Micah's essay focused on our first year in the United States. He was eight going on nine , a free-spirited active boy who had spent his entire life in Cairo, Egypt. The essay was a window into his memories, a window into the way his memories differed from mine. He talked about his first day at an American school, how he did not take his precious baseball hat off, because he didn't know that this was a sign of respect to the flag and the pledge. He wrote about being made fun of because he didn't know the Pledge of Allegiance. "I knew flags," he said "but I didn't know allegiance."

He described the contrast between his small, one-room school house in Cairo and the seemingly huge elementary school where he was the new kid. In reality, the school was small by American standards, but to Micah and his siblings, it was huge.
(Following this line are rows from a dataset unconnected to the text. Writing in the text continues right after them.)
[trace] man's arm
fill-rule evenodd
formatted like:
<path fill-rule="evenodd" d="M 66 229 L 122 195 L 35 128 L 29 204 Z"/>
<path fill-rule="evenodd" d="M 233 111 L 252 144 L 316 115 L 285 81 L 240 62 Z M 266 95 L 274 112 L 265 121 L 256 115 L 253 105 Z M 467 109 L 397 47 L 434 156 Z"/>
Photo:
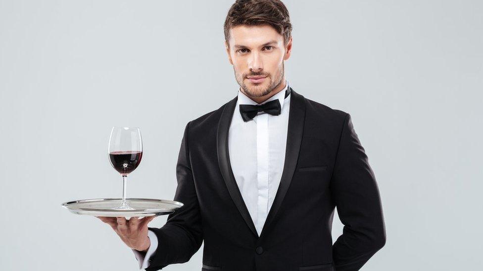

Mostly he wrote about the solace that he found in a pond in back of our house that year. We rented a ranch-style house, nothing special. It had four small bedrooms and a bright orange kitchen that the advertisement had described as "large and country." It sat just off a busy street in a small, New England town. A wooden jungle gym in the back was perfect for a family with five children. We were used to renting apartments in a large city - this house, while not large, had both the jungle gym and land in the back with a stream that widened into a small pond in the woods.

The year that we returned was chaotic and filled with transition and grief. After carefully preparing for months, everything that could go wrong did. We arrived in Massachusetts tired and wounded.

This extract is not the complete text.